1. 13 Colonies Map: Label and color the 13 colonies. Include a key which identifies which colonies are New England, Middle or Southern Colonies. Label the Appalachian Mountains, the Ohio River, The Mississippi River, the Atlantic Ocean, The major cities: Boston, New York, Philadelphia, and Charleston. (Use the maps in your text book)
2. Timeline: Create a timeline showing 15 important events of colonial times.
You may include: founding dates of various colonies, the Mayflower’s arrival, certain wars, the birth year of important people such as George Washington, Benjamin Franklin, Thomas Jefferson, etc. Any format is acceptable as long as the timeline is clear and attractive.
3. Biography Booklet: Using construction paper, make a booklet and on each page have a brief biography of an important colonial person. Include the important information; what did they do? You may include a small picture on each page if you wish. You may type your paragraphs and glue them into the booklet if you wish.

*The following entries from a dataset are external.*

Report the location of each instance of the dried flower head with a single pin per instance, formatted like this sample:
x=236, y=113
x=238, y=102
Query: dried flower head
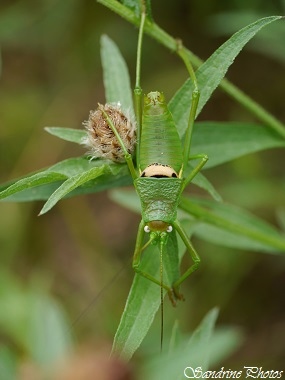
x=101, y=139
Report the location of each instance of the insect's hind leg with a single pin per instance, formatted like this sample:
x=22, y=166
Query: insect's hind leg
x=194, y=255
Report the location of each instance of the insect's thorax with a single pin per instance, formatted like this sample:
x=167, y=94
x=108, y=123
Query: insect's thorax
x=159, y=140
x=159, y=198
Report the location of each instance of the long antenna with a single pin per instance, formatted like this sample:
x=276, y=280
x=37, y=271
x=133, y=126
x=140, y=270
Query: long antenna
x=138, y=89
x=161, y=297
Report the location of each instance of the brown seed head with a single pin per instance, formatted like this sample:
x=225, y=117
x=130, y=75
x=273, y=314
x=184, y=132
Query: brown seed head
x=101, y=140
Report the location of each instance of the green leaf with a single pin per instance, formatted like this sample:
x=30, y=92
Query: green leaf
x=135, y=6
x=223, y=142
x=40, y=186
x=71, y=184
x=191, y=353
x=30, y=182
x=210, y=74
x=116, y=76
x=231, y=226
x=144, y=297
x=67, y=134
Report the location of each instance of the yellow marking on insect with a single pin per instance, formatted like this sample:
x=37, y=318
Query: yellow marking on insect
x=159, y=226
x=159, y=170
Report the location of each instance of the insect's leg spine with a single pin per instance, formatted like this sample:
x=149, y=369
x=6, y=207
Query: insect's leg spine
x=194, y=255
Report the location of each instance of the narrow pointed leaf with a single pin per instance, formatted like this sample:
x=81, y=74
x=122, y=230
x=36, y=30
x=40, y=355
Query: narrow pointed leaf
x=67, y=134
x=210, y=74
x=224, y=142
x=232, y=226
x=116, y=76
x=144, y=297
x=71, y=184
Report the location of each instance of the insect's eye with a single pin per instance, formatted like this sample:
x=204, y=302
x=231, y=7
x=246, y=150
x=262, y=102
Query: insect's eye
x=146, y=229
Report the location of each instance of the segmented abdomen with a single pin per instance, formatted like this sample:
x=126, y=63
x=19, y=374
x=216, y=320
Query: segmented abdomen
x=160, y=142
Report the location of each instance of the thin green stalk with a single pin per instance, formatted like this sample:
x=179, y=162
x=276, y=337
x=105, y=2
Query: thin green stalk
x=210, y=217
x=153, y=30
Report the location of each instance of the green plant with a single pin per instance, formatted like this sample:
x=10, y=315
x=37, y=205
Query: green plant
x=223, y=142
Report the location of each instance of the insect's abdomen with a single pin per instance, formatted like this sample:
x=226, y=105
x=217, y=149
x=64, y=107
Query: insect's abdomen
x=160, y=142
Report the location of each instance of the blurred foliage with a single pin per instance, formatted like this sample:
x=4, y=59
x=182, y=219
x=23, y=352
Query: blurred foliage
x=51, y=75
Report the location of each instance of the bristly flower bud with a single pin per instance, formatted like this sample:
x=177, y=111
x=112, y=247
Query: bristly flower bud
x=100, y=138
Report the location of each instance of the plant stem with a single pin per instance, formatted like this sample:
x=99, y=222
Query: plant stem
x=153, y=30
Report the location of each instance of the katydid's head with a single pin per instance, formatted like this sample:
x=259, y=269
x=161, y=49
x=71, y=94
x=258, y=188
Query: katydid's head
x=154, y=98
x=157, y=226
x=157, y=170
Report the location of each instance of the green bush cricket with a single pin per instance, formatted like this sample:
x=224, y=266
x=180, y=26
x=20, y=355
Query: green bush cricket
x=160, y=175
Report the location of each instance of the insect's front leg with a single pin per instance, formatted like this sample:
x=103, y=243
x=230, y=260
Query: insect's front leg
x=137, y=258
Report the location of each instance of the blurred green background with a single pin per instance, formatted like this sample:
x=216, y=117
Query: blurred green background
x=51, y=76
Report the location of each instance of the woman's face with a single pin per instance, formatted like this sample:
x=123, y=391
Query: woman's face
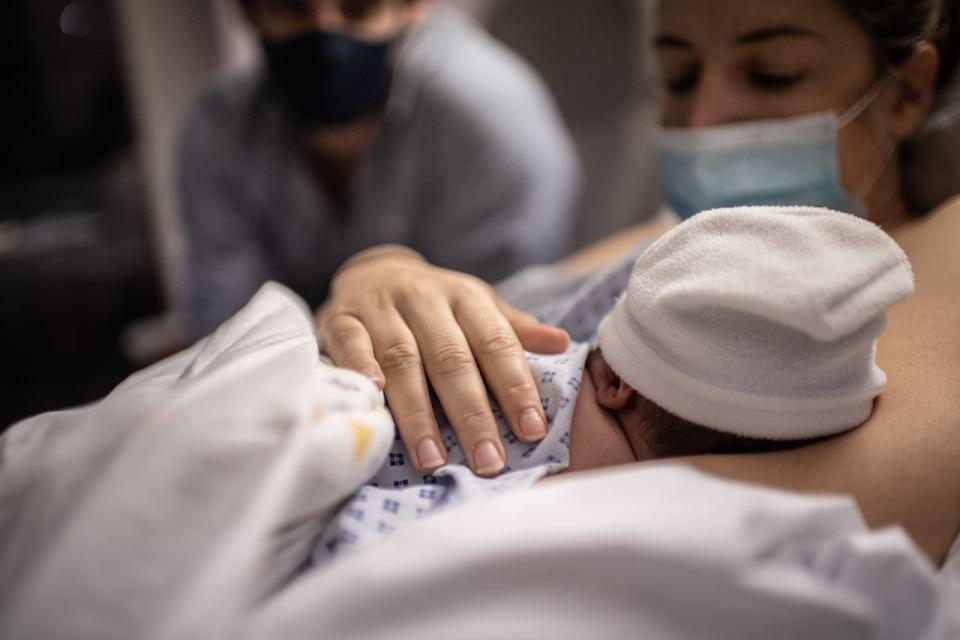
x=731, y=61
x=373, y=20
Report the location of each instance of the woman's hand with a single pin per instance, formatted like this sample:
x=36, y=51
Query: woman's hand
x=401, y=321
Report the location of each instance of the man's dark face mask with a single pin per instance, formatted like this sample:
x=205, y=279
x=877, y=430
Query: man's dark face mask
x=329, y=79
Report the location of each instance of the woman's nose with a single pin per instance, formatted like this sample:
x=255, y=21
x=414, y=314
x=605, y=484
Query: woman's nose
x=714, y=103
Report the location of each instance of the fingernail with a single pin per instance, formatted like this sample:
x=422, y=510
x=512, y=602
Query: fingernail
x=487, y=459
x=532, y=425
x=428, y=453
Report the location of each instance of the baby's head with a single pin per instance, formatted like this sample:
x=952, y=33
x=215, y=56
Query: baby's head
x=750, y=329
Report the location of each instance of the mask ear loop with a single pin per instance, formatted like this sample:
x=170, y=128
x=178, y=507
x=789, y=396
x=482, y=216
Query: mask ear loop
x=865, y=101
x=854, y=112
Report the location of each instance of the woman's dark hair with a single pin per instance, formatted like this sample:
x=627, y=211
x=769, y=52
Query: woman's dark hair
x=930, y=160
x=895, y=27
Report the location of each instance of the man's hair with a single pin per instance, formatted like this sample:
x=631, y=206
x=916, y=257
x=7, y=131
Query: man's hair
x=669, y=436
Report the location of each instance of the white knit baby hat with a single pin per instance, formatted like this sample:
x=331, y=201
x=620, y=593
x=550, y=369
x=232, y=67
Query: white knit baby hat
x=760, y=321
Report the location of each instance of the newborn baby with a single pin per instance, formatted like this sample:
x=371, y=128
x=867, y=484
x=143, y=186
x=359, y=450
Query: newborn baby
x=747, y=329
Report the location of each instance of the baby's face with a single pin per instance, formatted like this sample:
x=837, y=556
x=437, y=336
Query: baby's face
x=597, y=438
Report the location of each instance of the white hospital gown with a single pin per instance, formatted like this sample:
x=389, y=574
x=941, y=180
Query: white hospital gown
x=399, y=494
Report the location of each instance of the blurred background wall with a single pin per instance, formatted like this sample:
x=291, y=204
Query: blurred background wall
x=93, y=92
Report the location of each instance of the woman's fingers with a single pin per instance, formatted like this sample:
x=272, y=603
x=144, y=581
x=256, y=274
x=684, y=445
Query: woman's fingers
x=504, y=365
x=533, y=334
x=456, y=379
x=406, y=389
x=345, y=339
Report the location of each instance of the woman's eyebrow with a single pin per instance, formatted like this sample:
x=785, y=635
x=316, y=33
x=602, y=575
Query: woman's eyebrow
x=666, y=40
x=777, y=31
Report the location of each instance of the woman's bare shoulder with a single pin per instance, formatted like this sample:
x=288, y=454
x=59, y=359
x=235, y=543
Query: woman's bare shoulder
x=901, y=465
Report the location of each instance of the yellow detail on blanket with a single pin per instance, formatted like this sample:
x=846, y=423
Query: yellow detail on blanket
x=362, y=434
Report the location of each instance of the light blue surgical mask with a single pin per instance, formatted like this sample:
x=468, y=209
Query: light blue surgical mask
x=791, y=161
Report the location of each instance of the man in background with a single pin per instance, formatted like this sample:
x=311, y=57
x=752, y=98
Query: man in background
x=370, y=122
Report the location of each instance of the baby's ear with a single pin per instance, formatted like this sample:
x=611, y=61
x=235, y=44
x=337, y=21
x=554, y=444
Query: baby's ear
x=612, y=392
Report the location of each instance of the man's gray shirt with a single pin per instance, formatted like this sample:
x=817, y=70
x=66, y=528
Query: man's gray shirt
x=473, y=168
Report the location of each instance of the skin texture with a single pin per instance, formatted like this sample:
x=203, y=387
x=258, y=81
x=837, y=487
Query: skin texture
x=720, y=66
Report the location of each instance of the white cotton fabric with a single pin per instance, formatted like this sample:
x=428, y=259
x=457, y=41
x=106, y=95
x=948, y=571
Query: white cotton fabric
x=760, y=321
x=170, y=508
x=399, y=494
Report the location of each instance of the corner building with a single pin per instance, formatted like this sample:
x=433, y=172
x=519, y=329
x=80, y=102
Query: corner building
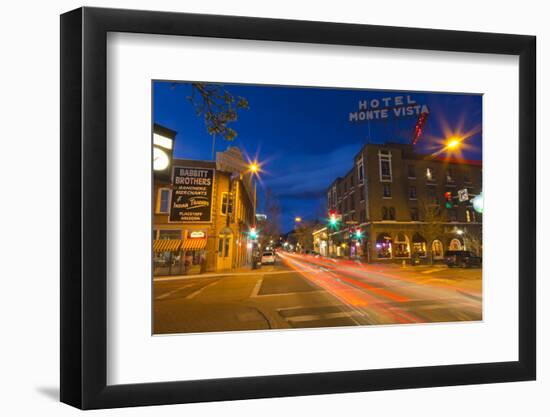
x=404, y=204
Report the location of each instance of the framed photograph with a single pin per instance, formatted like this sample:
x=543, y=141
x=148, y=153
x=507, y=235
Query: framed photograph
x=258, y=208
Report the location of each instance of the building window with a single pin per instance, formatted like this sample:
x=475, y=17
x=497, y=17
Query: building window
x=360, y=171
x=227, y=204
x=412, y=192
x=411, y=172
x=430, y=174
x=432, y=195
x=455, y=244
x=452, y=215
x=437, y=249
x=401, y=247
x=384, y=161
x=383, y=246
x=418, y=245
x=163, y=201
x=449, y=175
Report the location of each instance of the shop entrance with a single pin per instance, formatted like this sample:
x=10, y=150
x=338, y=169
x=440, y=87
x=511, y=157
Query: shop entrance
x=225, y=250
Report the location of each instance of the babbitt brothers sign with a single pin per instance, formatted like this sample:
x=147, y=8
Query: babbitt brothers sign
x=192, y=194
x=386, y=107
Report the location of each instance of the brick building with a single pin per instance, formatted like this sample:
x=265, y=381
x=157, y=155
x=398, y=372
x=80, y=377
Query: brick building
x=218, y=241
x=395, y=203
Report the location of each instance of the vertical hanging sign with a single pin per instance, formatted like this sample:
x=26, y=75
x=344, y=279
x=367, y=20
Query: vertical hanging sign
x=192, y=195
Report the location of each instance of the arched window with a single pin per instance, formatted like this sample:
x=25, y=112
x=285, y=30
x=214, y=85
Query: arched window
x=384, y=246
x=437, y=249
x=419, y=245
x=401, y=247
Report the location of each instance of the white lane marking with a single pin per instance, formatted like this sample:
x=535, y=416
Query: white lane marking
x=224, y=274
x=429, y=271
x=327, y=316
x=194, y=294
x=257, y=287
x=286, y=294
x=169, y=293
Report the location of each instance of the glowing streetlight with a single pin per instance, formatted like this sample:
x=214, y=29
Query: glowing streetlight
x=453, y=143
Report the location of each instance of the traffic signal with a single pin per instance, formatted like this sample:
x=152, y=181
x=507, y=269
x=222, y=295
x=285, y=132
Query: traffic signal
x=448, y=199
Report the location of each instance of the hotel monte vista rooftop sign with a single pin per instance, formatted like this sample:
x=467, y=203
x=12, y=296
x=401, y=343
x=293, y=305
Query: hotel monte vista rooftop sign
x=386, y=108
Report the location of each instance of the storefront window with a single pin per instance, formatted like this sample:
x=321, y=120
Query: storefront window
x=437, y=249
x=401, y=246
x=455, y=245
x=384, y=246
x=419, y=245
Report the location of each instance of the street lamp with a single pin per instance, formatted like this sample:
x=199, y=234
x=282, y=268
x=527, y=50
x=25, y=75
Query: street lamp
x=453, y=143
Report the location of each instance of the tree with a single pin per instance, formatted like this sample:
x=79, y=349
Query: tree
x=218, y=107
x=473, y=240
x=433, y=229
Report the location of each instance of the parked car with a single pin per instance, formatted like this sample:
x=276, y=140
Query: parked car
x=268, y=258
x=462, y=258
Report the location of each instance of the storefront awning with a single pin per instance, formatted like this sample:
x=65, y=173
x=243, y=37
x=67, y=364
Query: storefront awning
x=194, y=244
x=167, y=245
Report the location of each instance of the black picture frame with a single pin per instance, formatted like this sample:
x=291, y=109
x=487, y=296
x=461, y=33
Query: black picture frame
x=84, y=207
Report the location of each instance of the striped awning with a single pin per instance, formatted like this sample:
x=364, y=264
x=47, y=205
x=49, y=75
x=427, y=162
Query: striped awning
x=194, y=244
x=167, y=245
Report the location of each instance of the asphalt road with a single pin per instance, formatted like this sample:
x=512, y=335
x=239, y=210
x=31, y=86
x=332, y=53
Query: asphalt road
x=303, y=291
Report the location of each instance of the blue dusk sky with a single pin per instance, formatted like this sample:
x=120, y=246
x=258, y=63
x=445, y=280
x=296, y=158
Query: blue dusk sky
x=304, y=138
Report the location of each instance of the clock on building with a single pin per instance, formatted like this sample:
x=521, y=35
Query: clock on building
x=161, y=160
x=163, y=145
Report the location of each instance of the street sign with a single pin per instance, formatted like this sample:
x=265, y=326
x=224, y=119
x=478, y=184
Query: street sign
x=192, y=194
x=463, y=195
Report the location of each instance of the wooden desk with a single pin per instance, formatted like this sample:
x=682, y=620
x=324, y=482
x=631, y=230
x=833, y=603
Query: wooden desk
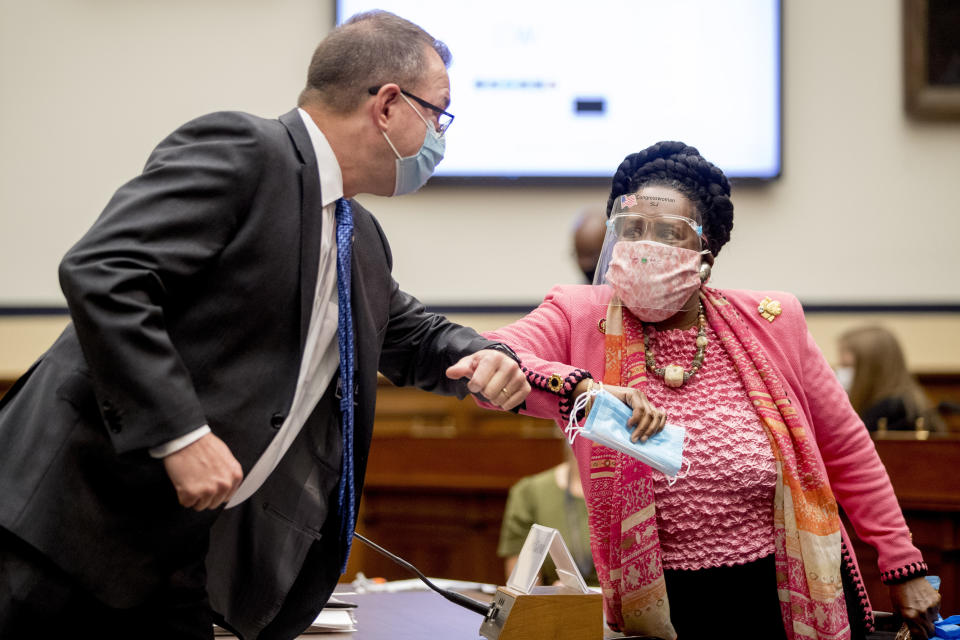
x=926, y=478
x=412, y=615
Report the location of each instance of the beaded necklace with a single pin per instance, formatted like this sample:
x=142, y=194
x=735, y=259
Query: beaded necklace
x=673, y=374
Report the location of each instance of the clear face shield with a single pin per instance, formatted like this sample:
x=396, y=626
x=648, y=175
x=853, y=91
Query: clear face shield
x=651, y=253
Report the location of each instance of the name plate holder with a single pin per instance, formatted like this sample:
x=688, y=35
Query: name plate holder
x=523, y=611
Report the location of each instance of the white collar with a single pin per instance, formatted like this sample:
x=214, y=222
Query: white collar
x=331, y=180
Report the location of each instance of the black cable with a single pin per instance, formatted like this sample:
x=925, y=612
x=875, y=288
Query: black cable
x=457, y=598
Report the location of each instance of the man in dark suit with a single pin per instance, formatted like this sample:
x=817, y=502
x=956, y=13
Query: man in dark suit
x=205, y=363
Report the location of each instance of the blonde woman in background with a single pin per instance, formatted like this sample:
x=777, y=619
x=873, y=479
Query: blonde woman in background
x=882, y=391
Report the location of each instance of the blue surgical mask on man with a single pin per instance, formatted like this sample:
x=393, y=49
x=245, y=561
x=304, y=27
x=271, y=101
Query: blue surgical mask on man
x=607, y=425
x=414, y=171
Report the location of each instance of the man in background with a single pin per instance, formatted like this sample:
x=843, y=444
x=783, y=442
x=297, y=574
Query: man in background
x=589, y=229
x=230, y=310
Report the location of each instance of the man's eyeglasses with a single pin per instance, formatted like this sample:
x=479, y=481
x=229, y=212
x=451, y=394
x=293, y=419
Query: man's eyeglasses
x=444, y=119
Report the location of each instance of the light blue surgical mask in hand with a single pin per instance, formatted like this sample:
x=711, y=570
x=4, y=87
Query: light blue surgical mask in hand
x=606, y=424
x=414, y=171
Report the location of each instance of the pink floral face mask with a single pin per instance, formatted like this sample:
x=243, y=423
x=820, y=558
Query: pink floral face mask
x=653, y=280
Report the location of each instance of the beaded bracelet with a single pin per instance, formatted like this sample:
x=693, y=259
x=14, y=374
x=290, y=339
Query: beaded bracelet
x=557, y=385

You must choose 10 people from the following list:
Roger Williams William Penn James Oglethorpe Anne Hutchinson
Nathaniel Bacon John Rolfe Pocahontas Tisquantum (Squanto)
Thomas Hooker Lord Baltimore(Cecil Calvert
4. Letter from a Colonist: 1. Pick a colony and do some research about life in that colony using your textbook and any additional sources you wish. You may use the information we discussed in class.
2. Pretend you live in that colony and write a letter to a friend who lives back in England
3. In your letter you will describe what life is like in your colony, important events that have occurred, important people you have met, what the land is like, how you make a living, how other people around you make their living, what religious beliefs you have, etc, Show what you have learned during the colonies unit by making your letter rich in information.
4. When you are done, stain your letter with tea to make it look like an authentic historic document.
5. Primary Document Analysis: Choose any primary document form colonial times. You may use the Mayflower Compact which is included in your study guide or you may find your own. Many primary documents are available on the internet.
1. Read your primary document.
2. On a separate piece of paper: Explain who wrote this document, when it was written, what does it mean, why was it written, and why was/is it important.